At least you guys never made a grunge record.
AB: [Laughs.] I’d quite like to do a punk record.
Tell me about the new album.
AB: We recorded the album in February and March this year. I was staying in Miami with my partner and Vince came down from Brooklyn. Usually I go to him so usually we’re writing in the freezing cold in New York. I think definitely the environment rubbed off on the music. We decided not to write on guitar, which is what we usually do. I like writing on synths but we’ve never tried it before. So he created some loops, like bass lines and percussion and stuff, and came over in the afternoon and played them for me and I had a little sing to them. And then he went back to the hotel in the evening and any ideas I had I’d sing into the iPhone and email to him and he’d kind of rearrange them and come back the next day and play me what he had. It was all quite fluid.
VC: Usually when we start working on a project we start with nothing. Just a blank piece of paper. This time around Andy wanted a more dance kind of record, so I prepared some loops and grooves before we went into the writing session. We’ve tried doing that before and it didn’t really work. I wasn’t that confident that it would work this time, but suddenly everything clicked and the songs came really easily.

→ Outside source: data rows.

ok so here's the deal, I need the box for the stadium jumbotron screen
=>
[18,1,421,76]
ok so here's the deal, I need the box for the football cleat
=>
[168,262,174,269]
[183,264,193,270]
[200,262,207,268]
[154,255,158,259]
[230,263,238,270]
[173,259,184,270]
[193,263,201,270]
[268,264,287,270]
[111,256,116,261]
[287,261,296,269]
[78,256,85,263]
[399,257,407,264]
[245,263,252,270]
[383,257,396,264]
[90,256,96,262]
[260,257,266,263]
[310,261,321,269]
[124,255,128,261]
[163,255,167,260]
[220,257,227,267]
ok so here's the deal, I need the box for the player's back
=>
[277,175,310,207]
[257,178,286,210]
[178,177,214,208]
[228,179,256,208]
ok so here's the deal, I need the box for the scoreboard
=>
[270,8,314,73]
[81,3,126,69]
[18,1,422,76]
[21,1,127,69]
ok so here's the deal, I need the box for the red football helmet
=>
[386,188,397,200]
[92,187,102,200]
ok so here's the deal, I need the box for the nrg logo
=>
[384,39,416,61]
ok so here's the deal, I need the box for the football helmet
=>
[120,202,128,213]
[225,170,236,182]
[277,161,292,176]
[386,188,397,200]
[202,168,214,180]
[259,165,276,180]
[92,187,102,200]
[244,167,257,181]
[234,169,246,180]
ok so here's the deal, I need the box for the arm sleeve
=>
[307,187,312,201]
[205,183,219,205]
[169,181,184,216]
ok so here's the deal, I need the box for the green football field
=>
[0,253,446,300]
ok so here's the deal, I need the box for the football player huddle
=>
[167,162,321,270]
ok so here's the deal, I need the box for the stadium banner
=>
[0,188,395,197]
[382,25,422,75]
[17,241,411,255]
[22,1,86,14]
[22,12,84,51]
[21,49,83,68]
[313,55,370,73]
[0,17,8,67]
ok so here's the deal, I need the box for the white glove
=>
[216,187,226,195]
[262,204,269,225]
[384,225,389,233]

That’s quite a different way of working. Does switching things up, giving yourself a challenge, help you create?
AB: Yeah, I think because we’ve been writing on guitar for quite a while I seem to fall into folk mode, just because of the sound of the guitar. I tend to be kind of over melodic. When you’re writing on synths it kind of simplifies things a bit. I think it makes things more immediate–you’re looking for a punchier lead line or something. I think because we had kind of warmed ourselves up on the Snow Globe record that we did at Christmas, we were less nervous, because we do get very nervous when we haven’t seen each other for a while. We get quite shy.
VC: I think it’s quite good to be challenged every time you make a new record because you’re trying to do something different every time. I like the idea of setting myself challenges and tasks before we go into making a record, or maybe putting down rules. One of the disadvantages of electronic music production is that there are endless choices, so if I set myself some ground rules at the beginning and limit myself a bit then it helps with the workflow.
How do you feel that the final results differ from your past work?
VC: I like to think that it’s a little more mature. This is definitely a record from the heart. This is a very forward-looking record, not looking back.
You guys have had successful pop songs and periods where you’ve been out of the mainstream. Where do you feel like you’re positioned now, now that you have this legacy and a lot of bands emulating you?
AB: To be honest, I really love it. People don’t really understand, because we were considered a gay band from the beginning, because I was out; to me that was kind of a really rock ‘n’ roll thing to do. But because of that you’re kind of outside of the mainstream. You’re always considered a gay band and therefore you’re not going to get on Top 40 radio very much. And also you don’t get rock press, so you’re very much left to fend for yourself. People see a Top 40 artist and they think it’s because they’re really popular and whatever, but they have this huge machine behind them that people don’t really know about. I think for us to have survived that without having the machine…I think we’ve made it by pure talent and survival.